廉衡將心頭的蜜蜂拍退,咳了聲看向施步正:“要你幫忙弄的寶貝,可弄來了?”
草莽點了點頭,飛身門口的槐樹頂,取了個包裹下來,盡攤榆木矮几上。懷素的反應毫無疑問地“由不明所以到心如明鏡”。施步正將八九個寶鈔版模撥拉成兩堆,道:“這幾個印版是戶部提舉司的,這幾個是天命賭坊的。”
廉衡:“其他的呢?”
施步正:“各省府的野模子,我已叫手頭的兄弟去順了,天大地大的他們一時半會還回不來。”

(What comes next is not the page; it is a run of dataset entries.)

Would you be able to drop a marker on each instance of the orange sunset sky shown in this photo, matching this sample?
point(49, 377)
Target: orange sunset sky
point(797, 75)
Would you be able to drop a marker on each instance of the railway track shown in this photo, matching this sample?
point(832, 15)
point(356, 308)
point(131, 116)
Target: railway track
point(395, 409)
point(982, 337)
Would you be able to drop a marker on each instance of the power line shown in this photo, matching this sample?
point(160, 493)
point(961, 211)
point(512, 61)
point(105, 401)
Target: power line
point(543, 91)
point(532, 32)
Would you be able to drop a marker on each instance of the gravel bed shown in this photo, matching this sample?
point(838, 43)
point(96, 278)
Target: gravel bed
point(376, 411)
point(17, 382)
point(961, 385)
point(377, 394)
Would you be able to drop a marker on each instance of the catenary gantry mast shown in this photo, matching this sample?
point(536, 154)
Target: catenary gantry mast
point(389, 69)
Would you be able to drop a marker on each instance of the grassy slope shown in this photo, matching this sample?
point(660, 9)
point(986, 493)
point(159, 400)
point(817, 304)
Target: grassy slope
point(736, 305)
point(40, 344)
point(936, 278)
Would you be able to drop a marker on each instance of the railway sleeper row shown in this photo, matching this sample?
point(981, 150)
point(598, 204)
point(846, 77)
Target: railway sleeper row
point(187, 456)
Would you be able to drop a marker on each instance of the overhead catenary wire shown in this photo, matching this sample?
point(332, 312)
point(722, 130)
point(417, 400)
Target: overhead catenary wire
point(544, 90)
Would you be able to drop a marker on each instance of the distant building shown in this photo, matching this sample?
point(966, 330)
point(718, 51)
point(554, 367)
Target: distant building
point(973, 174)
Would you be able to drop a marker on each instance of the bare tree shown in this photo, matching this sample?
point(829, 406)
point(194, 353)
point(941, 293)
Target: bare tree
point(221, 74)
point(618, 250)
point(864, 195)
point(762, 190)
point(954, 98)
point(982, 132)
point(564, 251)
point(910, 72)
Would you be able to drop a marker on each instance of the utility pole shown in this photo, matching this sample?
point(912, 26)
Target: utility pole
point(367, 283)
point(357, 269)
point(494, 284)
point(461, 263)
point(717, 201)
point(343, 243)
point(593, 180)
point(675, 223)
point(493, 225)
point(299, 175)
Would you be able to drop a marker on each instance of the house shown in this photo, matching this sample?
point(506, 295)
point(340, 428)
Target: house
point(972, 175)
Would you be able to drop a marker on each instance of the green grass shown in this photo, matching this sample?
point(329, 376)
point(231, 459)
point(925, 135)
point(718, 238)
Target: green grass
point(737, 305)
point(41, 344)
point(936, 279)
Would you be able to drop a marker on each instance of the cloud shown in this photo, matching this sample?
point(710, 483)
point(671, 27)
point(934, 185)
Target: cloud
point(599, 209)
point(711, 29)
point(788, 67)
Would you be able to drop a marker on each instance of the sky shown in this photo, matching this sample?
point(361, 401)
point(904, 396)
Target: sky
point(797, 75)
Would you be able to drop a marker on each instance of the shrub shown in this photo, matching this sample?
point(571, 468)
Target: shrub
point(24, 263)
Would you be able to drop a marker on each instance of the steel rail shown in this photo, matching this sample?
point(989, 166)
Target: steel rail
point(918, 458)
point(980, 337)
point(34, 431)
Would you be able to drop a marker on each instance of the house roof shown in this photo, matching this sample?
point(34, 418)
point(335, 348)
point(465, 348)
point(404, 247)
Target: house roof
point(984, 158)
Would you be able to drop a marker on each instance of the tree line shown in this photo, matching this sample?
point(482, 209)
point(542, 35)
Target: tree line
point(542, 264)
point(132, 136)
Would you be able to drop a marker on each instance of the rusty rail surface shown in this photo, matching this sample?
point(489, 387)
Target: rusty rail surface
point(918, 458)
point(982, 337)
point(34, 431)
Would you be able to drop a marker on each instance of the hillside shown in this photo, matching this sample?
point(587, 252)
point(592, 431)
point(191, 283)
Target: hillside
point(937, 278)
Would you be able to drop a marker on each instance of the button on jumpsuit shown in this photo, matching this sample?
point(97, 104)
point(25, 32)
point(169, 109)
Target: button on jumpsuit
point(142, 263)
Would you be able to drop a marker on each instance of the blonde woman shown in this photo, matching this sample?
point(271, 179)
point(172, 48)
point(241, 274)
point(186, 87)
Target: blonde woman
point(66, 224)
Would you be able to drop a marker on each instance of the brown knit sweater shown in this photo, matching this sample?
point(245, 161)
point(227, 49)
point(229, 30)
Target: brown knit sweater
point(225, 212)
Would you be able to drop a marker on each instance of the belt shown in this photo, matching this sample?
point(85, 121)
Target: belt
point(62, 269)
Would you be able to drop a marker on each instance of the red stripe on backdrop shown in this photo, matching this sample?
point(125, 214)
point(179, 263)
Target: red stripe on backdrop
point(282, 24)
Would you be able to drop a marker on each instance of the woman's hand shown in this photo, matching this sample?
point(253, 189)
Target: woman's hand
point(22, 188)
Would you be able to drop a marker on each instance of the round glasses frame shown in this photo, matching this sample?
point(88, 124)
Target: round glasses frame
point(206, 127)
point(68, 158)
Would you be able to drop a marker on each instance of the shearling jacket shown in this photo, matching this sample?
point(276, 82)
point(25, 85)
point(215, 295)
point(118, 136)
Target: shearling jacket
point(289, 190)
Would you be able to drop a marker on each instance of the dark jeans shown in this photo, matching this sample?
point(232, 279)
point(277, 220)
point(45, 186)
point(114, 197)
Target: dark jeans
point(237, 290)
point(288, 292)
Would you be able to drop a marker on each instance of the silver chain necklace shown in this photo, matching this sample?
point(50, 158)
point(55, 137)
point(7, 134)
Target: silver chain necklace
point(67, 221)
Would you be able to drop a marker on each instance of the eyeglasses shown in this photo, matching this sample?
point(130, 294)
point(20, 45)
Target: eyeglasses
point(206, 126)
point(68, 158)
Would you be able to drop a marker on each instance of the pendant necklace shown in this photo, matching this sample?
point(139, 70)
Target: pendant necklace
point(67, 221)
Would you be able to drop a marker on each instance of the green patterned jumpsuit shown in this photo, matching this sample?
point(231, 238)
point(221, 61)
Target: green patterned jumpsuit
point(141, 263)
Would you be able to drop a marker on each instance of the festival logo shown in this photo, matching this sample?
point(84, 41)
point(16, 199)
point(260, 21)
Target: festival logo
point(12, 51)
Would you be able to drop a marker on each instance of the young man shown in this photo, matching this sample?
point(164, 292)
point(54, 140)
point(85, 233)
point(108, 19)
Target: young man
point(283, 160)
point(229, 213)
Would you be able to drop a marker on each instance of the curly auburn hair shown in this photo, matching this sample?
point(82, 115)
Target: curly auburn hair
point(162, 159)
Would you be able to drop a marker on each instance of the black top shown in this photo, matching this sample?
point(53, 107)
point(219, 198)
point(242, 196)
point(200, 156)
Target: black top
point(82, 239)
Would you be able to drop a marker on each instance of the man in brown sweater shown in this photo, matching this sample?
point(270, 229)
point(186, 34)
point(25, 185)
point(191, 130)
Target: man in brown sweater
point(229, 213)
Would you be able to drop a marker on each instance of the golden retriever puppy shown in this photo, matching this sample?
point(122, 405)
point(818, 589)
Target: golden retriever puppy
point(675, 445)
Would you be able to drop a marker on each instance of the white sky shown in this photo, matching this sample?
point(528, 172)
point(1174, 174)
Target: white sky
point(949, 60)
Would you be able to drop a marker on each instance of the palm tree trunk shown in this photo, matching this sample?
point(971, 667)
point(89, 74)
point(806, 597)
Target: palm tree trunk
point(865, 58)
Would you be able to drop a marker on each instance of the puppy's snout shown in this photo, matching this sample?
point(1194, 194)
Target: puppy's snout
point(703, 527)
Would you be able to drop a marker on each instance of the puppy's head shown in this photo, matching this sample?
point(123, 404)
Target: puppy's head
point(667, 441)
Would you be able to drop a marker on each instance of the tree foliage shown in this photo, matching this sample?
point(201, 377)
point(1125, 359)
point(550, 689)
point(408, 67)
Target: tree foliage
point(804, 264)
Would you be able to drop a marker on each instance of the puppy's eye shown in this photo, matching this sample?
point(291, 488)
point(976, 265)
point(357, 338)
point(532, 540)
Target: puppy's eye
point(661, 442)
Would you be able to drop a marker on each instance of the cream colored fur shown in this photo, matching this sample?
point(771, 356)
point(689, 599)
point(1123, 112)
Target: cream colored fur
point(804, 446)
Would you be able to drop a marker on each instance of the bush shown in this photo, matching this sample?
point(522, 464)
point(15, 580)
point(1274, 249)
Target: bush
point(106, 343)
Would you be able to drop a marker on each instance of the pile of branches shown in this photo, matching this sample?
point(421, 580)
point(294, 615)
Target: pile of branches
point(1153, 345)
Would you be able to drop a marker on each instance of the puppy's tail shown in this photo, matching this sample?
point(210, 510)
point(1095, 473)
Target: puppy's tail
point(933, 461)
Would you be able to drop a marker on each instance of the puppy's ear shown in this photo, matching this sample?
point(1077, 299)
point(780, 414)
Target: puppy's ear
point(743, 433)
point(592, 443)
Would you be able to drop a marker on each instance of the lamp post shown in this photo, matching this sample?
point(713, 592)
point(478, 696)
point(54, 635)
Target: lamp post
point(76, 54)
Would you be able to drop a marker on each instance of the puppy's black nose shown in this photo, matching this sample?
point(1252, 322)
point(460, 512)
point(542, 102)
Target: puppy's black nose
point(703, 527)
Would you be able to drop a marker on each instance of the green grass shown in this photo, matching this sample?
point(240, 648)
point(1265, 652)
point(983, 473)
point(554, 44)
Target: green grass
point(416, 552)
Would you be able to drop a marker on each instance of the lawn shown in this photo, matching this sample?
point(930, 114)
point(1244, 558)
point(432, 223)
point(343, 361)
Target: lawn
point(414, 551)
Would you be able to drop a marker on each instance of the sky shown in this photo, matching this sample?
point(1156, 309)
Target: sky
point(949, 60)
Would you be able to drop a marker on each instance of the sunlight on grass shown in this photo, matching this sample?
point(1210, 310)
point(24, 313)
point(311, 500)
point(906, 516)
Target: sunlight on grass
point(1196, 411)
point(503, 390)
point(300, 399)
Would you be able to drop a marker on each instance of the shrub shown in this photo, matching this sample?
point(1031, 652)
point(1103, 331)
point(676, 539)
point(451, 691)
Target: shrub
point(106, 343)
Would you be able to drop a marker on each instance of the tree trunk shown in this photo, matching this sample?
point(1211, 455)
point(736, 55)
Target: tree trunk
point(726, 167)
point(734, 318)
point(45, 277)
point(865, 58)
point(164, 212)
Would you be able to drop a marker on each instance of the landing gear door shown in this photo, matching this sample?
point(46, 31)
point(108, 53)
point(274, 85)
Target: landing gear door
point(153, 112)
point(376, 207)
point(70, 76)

懷素輕緩拾起一個版模,端詳良久,明知故問:“為何要集齊各州府印版?”
廉衡:“前輩有所不知,我朝兩京十三布政司,各設‘寶泉局’鑄錢以應官俸和軍餉輜重,‘通行寶鈔’只由隸屬於戶部的‘寶鈔提舉司’印製。然而,兩京十三司,竟活躍有上百種寶鈔,就連提舉司自制寶鈔,都可笑到不是尺寸不同就是鉛銅不對,混在野制寶鈔裡更是難辨雌雄。朝廷無定格,以是私鑄之風禁之難禁,在野模子,更是層出不窮。”
懷素看罷三四個拙劣不堪的版模,略略搖頭微微嘆氣,鄙夷都鄙夷地君子不爭。末了輕問:“這些,可是借來的?”
小鬼和草莽互覷一眼,末了由小鬼解釋:“偷來的。不過您放心,提舉司最不缺的就是印寶鈔版模,別說少幾個,就是少一筐亦無人察覺。”
“哦對了”,草莽忙開啟製作精美的漆金烏木扁長匣子,撲面就是一股脂粉香,“這是你託唐公子收集的鈔票,他說京畿內市面上但凡流透過的寶鈔,不論面值不論真假都在這盒子裡了。他還說,原話是這麼講的,‘告訴那小不點子,爺為集齊這些鬼東西,可誤了不少春林班南曲戲文,回頭他必須給爺扮成個男旦,粉墨補上。”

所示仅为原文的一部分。